Praised be Darwin! Do Fruit Flies Bust Behe?
Jerry Coyne is leading the Darwin Tabernacle Choir in expressions of gratitude and relief for a new article in Science that supposedly knocks down the implications of Michael Behe's current review essay in Quarterly Review of Biology. The Science article seeks to show with what amazing rapidity scads of new genes may arise and become essential to an organism ("New genes in Drosophila quickly become essential"). The evidence is from fruit flies. Two species, D. willistoni and D. melanogaster, diverged starting about 35 million years ago. By comparing genomes, Coyne summarizes exultantly, researchers Manyuan Long et al. showed how "new genetic information can arise quickly, at least on an evolutionary timescale."

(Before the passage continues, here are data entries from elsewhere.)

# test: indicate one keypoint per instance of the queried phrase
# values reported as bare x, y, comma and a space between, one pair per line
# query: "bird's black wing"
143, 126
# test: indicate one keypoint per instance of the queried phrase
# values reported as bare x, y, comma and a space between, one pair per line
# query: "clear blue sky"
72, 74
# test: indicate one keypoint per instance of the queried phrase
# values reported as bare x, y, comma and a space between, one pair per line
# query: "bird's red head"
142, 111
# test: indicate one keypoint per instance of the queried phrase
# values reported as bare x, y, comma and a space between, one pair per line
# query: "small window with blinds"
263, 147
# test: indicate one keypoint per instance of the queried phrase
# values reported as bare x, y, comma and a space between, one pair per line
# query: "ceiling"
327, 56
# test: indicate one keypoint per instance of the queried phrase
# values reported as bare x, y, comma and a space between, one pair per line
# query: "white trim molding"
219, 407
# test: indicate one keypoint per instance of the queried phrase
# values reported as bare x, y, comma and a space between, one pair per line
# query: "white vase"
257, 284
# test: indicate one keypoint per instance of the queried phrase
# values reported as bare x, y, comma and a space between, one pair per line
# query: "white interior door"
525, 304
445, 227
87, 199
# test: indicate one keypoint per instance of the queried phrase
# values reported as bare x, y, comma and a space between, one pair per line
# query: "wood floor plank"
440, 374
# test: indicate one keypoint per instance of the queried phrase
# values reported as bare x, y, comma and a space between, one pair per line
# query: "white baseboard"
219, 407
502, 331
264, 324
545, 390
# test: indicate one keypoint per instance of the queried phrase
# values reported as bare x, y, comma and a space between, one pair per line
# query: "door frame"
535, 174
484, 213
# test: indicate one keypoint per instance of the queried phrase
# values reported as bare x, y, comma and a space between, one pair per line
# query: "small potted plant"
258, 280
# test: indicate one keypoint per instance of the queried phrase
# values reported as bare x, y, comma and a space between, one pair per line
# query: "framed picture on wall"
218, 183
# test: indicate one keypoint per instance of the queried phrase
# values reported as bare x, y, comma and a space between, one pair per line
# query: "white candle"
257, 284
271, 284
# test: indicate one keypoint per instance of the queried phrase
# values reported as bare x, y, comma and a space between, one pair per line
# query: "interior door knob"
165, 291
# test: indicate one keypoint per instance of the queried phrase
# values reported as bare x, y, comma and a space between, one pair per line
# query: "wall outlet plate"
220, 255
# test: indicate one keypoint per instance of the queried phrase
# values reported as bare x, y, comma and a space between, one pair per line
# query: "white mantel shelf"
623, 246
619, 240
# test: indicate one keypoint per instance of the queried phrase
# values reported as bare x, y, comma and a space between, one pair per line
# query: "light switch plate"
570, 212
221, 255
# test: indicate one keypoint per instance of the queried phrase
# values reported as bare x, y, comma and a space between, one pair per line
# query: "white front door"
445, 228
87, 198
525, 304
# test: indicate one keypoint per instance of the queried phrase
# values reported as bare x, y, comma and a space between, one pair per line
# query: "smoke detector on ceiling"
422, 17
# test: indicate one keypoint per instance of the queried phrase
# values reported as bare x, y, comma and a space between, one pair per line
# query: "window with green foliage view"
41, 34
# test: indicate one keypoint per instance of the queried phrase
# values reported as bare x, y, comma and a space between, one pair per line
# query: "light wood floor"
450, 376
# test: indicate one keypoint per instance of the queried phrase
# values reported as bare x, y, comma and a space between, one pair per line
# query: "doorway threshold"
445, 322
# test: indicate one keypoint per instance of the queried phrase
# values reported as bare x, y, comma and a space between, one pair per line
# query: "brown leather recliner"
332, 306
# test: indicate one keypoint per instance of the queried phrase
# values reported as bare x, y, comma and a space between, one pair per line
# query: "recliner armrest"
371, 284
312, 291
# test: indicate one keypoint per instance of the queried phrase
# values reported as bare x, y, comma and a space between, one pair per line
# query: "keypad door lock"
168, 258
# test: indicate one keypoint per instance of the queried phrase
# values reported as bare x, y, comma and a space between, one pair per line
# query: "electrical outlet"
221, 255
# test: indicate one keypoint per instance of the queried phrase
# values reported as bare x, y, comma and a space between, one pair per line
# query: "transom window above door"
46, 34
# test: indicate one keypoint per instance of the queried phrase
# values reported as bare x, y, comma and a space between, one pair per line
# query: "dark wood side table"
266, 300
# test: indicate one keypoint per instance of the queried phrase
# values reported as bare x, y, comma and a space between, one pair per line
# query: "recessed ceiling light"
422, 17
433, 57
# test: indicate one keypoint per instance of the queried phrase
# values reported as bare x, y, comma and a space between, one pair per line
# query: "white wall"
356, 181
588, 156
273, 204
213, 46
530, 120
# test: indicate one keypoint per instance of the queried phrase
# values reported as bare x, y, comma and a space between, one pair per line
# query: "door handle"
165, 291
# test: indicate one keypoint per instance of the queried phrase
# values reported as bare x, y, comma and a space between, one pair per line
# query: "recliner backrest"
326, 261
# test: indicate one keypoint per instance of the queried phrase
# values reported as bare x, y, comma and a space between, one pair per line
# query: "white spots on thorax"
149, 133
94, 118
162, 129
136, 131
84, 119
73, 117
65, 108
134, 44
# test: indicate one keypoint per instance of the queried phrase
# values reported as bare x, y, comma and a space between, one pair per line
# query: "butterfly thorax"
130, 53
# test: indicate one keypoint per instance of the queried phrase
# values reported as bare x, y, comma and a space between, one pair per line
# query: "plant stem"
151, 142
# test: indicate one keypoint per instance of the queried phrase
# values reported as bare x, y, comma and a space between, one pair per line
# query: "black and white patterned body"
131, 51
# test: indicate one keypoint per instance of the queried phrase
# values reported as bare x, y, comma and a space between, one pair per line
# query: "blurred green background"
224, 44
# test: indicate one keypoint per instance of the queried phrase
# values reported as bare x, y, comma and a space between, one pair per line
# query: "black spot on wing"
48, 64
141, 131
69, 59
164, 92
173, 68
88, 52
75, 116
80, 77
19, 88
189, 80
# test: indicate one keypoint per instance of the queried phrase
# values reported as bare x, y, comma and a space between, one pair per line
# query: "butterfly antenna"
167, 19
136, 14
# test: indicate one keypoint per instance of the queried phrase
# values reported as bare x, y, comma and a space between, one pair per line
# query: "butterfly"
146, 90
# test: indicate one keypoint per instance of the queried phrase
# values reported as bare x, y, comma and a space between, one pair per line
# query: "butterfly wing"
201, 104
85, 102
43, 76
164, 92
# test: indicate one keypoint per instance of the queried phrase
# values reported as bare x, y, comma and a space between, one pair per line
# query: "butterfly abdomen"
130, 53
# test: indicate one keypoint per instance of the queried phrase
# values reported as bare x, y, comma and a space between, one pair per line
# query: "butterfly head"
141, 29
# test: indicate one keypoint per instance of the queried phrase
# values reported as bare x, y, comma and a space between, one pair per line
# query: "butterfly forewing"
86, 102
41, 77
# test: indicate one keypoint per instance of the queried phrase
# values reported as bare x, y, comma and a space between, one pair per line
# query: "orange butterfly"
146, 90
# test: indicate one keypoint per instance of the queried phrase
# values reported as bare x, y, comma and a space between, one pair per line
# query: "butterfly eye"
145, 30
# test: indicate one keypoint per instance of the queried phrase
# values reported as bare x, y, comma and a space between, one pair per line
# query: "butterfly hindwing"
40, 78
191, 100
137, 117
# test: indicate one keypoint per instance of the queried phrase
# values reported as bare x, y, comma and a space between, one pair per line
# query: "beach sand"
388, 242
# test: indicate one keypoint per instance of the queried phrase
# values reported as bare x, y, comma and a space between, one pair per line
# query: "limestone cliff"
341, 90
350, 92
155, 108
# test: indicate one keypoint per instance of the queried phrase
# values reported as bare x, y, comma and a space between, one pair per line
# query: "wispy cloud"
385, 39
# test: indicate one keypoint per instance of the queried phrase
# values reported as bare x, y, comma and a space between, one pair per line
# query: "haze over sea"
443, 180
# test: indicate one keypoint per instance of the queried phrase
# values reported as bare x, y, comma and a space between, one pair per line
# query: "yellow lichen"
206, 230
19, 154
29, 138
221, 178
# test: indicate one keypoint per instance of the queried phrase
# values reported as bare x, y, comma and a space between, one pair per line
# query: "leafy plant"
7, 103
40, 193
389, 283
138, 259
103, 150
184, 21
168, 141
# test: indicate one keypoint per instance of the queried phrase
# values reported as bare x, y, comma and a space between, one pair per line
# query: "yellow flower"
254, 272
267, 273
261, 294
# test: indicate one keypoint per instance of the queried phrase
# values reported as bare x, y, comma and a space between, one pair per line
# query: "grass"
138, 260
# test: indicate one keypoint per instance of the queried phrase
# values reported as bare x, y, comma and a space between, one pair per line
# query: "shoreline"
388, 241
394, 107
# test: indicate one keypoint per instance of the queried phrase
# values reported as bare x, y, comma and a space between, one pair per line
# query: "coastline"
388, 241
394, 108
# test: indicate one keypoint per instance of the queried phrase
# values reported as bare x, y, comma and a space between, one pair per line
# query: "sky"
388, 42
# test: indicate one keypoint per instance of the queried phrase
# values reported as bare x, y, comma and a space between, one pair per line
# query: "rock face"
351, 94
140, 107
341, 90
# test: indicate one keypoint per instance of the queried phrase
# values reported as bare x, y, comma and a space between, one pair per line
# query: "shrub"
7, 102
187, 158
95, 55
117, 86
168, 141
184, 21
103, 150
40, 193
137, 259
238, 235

Fruit flies are a cherished subject of such investigations because of their rapid reproduction, going from birth to death in thirty days. This avoids the uncomfortable problems posed by, say, whales. With their far slower maturation and smaller populations, whales succeeded in accumulating all the tens of thousands of wildly prohibitive and interdependent engineering modifications entailed in the transition from land-based ancestor to fully equipped sea creature. Under the Darwinian mythology, they accomplished this feat through blind, undirected searching of evolutionary pathways, all in a twinkling of as little as 10 million years.
Fruit flies are supposed to show us how quickly evolution is accomplished. Perhaps it depends on what you picture when you hear the word "evolution." For all Drosophila's history of hyperactively cycling lifetimes, providing near limitless fodder for natural selection to do its work, for all the new "essential" genes, the upshot of the article may be summarized as follows: 35 million years later, it's still a fruit fly.